I keep thinking we’ve retired FHOCWatch but the F-35 just won’t be denied. Congress has definitively turned on the plane while Pentagon planners are now reversing themselves and thinking that a fleet of lower-cost combat aircraft will have to supplement the F-35, which was, um, originally intended to be the lower cost model.

Meanwhile crime rates in the United States have been falling significantly for nearly three decade but that is now reversing — what’s driving rising violence? Dealing with extremism is difficult enough — but what happens when large segments of the population become extremists? Filibustering is anti-democratic and conservatives should oppose it: a proposal for conservative reform in the US senate.

MISCELLANEOUS

The philosophical perspectives of the dying aren’t any more valuable than those of anyone else. Remember the imminent arrival of autonomous vehicles? Yeah, they’re still not here and not coming any time soon.

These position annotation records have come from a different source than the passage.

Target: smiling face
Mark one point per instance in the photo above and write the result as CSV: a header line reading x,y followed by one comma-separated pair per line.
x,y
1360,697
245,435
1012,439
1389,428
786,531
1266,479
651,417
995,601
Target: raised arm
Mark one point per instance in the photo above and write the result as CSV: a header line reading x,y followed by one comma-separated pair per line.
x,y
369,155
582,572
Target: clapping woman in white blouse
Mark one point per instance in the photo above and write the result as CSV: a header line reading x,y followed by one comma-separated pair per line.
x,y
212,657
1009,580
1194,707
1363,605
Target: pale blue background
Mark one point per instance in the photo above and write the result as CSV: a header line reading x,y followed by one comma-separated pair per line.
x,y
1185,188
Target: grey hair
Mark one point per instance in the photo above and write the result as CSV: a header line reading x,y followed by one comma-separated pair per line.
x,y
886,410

Also, pissing on pedestrians — and, seemingly, on everyone else: the life and crimes of Robert Maxwell.

FINALLY

In October 2016 I adopted a senior greyhound. Last week I and my partner said goodbye to her. Crystal’s loss is heartbreaking for us but I always knew our time together would be shorter than I wanted. That’s what happens when you adopt a senior pet. But in return you get enormous love and a wisdom that comes from life experience and a slower approach to the world.

Crystal was one of the gentlest, kindest souls I’ve ever encountered, human, canine or otherwise. I wish many more people would discover the happiness of looking after a senior pet.

They arrive with you with their life story already written. Often you may not even know much of it. But you get to write the final chapter with them, and make it a loving, joyful tale. It’s so worth it.